Archbishop Mamberti said that Vatican diplomacy is always concerned with
building peace and fighting poverty, and that under Benedict XVI there
was a particular concern for the “right use of reason, which leads to a
real experience of religious freedom.”
“Papal diplomacy, before being a vehicle for dialogue between civil and
ecclesiastical communities, is 'first and foremost a tool of
intra-ecclesial cohesion', a sign of that 'concern for all the Churches'
that the Bishop of Rome has always demonstrated,” he said.
He further asserted that “the diplomatic action of the Holy See is
always oriented toward a positive good.” Archbishop Mamberti explained
that “even when the Holy See recalls some specific values,” such as that
of the dignity of human life, it is not a negative claim.
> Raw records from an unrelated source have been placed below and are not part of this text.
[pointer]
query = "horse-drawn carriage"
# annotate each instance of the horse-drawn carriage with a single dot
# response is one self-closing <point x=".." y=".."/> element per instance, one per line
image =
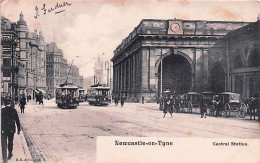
<point x="190" y="101"/>
<point x="230" y="102"/>
<point x="67" y="96"/>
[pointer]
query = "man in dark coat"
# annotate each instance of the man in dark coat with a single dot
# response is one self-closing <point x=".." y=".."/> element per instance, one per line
<point x="167" y="105"/>
<point x="203" y="106"/>
<point x="9" y="117"/>
<point x="122" y="101"/>
<point x="22" y="103"/>
<point x="116" y="100"/>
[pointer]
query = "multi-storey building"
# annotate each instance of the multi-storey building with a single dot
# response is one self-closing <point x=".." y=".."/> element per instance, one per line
<point x="234" y="62"/>
<point x="54" y="67"/>
<point x="74" y="76"/>
<point x="167" y="54"/>
<point x="23" y="51"/>
<point x="99" y="71"/>
<point x="10" y="58"/>
<point x="37" y="63"/>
“The Church works to instill confidence, animated by the Christian hope
that is not merely optimism, as Pope Francis always reminds us.”
Poettering's comments focused on Cardinal Bertone's role in promoting
European unity, underscoring that “the lack of a shared ethics has
always been the basis of a weak democracy.”
“If Europe will engage this idea, it will have to acknowledge the public role of religious bodies, including the Church.”
Buonomo, who teaches international law at the Lateran University, sketched the evolution of the Vatican diplomacy.
He maintained that Holy See diplomacy “knows very well that the goals of
justice can never have a definitive solution – there is a need to build
it up daily.”
“Vatican diplomatic activity is not shaped to achieve compromises. It is
mostly aimed at building activity at the service of the human person.”